March 7, 2013
Culture determines how we choose neighbours in the Global Village
While a great deal has been written about the amount of time we spend each day dealing with emails, often to the detriment of other work, new research indicates that who we correspond with by email is influenced heavily by our cultural associations, language and beliefs. The study from researchers at Cornell and Stanford Universities in partnership with Yahoo found that people tend to align their email habits on the basis of cultural, linguistic and religious similarities with other users rather than pure geography. It suggests that while we may live in the Global Village, we still want to choose our digital neighbours.
So email users in the UK are more likely to use email to send information to their colleagues in Australia than they are those in France. The pattern of the old colonial powers in Europe being more closely associated with their former colonies than their EU partners is evident from the report.
The research also indicates groupings within groupings. For example, rather than identifying a homogeneous mass of interconnected individuals in the Muslim world, the study highlights three distinct groups of users in North Africa, the Middle East and the rest of Asia.
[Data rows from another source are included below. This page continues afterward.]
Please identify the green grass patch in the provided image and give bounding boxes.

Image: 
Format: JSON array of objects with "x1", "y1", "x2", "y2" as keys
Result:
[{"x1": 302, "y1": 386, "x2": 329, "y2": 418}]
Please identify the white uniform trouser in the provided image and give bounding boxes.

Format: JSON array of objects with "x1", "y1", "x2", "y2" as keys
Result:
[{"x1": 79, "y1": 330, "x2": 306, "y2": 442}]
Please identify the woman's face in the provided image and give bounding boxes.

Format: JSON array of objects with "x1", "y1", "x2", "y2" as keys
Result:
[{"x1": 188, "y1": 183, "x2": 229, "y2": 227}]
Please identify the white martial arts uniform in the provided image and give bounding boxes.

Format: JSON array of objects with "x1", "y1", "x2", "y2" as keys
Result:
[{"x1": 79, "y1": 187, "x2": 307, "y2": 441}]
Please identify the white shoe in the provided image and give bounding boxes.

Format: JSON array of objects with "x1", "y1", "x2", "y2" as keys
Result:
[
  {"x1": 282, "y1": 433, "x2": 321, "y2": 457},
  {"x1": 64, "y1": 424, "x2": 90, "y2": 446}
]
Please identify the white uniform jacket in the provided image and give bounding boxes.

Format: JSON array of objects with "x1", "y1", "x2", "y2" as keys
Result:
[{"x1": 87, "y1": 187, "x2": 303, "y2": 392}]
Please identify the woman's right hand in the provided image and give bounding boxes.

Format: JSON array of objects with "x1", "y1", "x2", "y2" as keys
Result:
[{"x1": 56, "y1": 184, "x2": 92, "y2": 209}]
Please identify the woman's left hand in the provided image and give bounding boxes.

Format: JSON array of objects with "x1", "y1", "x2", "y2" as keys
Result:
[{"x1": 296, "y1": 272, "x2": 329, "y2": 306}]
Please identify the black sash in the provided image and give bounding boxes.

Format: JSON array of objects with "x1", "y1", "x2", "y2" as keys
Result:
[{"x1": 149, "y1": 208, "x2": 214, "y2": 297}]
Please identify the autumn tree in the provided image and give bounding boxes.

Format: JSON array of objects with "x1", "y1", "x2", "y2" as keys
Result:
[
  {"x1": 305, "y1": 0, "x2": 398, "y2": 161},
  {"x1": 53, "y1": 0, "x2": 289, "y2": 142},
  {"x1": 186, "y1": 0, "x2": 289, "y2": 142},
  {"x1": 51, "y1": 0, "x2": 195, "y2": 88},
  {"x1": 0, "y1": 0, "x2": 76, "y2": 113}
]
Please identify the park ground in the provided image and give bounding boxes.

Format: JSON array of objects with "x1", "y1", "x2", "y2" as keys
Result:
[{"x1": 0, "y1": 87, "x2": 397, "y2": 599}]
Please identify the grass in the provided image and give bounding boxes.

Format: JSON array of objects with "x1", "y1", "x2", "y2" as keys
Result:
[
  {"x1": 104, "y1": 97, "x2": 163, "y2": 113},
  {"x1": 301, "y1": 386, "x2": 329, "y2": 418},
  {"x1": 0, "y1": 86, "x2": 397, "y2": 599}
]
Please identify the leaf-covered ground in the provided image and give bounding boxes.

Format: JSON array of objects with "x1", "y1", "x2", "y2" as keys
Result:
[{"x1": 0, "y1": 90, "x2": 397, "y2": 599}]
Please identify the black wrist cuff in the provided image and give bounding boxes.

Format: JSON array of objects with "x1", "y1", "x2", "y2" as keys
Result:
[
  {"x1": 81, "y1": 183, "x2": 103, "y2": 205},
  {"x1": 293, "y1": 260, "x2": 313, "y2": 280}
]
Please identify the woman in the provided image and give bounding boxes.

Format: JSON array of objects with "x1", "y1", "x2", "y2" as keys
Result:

The research used data from 10 million emails sent by consenting respondents that included relevant information such as where they lived. The report claims that the cultural delineation indicated by the results corresponds roughly with those put forward in Samuel Huntington’s 1996 book The Clash of Civilizations. What the authors suggest in their conclusion is that for all the talk of globalisation, the data suggest a far more complex connection between the people of the world and that their associations are still formed on the basis of their cultural and religious groupings and languages.